Kubernetes is an open-source container orchestration platform that allows users to automate deployment, scaling, and management of their containerized applications with ease. Autoscaling is a key feature in Kubernetes clusters that allows users to scale their applications automatically based on demand.
This guide will step you through the process of enabling autoscaling in your Kubernetes cluster and configuring an application to automatically scale up or down based on its CPU utilization.
- A provisioned multi-node Kubernetes (version 1.7 or later) cluster.
It should take about one hour to complete this how-to.
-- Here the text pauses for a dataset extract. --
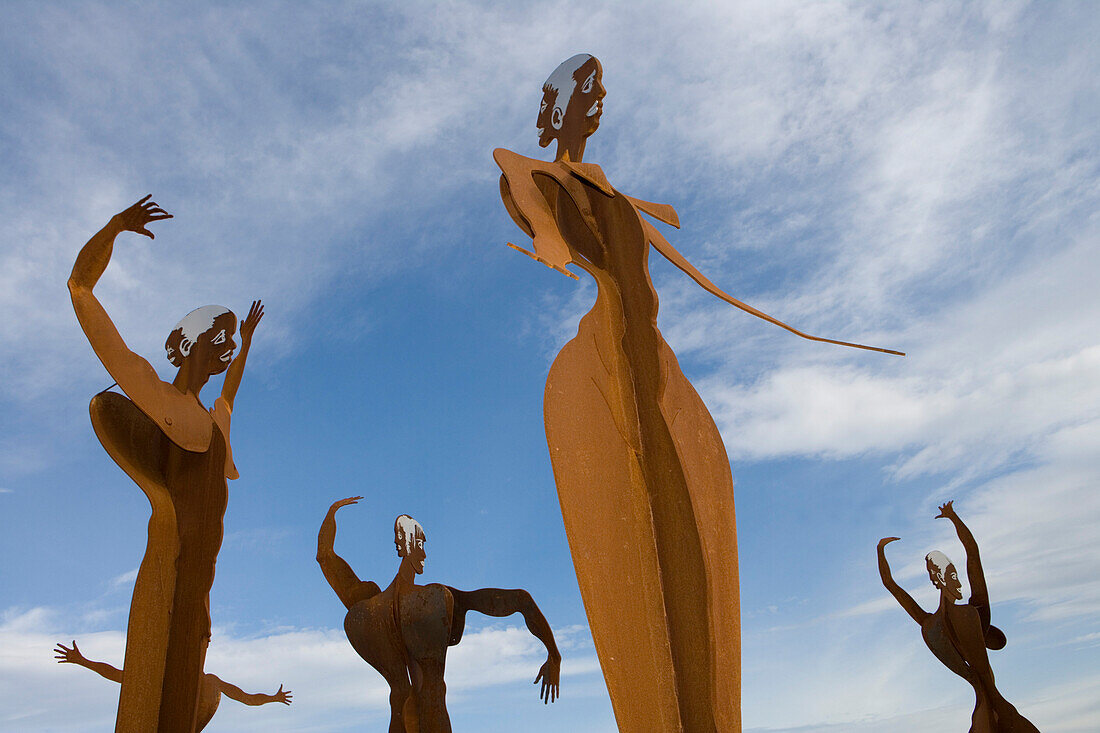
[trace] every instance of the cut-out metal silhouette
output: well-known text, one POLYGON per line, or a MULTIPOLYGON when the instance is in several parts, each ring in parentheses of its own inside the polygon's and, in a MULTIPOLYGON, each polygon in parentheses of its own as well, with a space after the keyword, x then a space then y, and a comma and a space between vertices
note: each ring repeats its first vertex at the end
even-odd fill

1. Setup Heapster to collect pod metrics
Heapster monitoring needs to be deployed on the Kubernetes cluster for the Autoscaler to collect metrics such as CPU and memory utilization of the pods. In this guide, we will set up Heapster with an InfluxDB backend and a Grafana interface.
First, download the following yaml files:
curl https://raw.githubusercontent.com/kubernetes/heapster/master/deploy/kube-config/influxdb/grafana.yaml > grafana.yaml curl https://raw.githubusercontent.com/kubernetes/heapster/master/deploy/kube-config/influxdb/heapster.yaml > heapster.yaml curl https://raw.githubusercontent.com/kubernetes/heapster/master/deploy/kube-config/influxdb/influxdb.yaml > influxdb.yaml curl https://raw.githubusercontent.com/kubernetes/heapster/master/deploy/kube-config/rbac/heapster-rbac.yaml > heapster-rbac.yaml
Create service instances of Grafana, Heapster, and InfluxDB, with the corresponding Kubernetes service account and role binding:
$ kubectl create -f grafana.yaml deployment "monitoring-grafana" created service "monitoring-grafana" created $ kubectl create -f heapster.yaml serviceaccount "heapster" created deployment "heapster" created service "heapster" created $ kubectl create -f influxdb.yaml deployment "monitoring-influxdb" created service "monitoring-influxdb" created $ kubectl create -f heapster-rbac.yaml clusterrolebinding "heapster" created
2. Create a deployment
For demonstration purpose, we create a test deployment using the ubuntu image running the sleep command. You can replace this with your own application. Note that the requests cpu flag has to be set. It is required for the autoscaler to work when scaling based on CPU utilization.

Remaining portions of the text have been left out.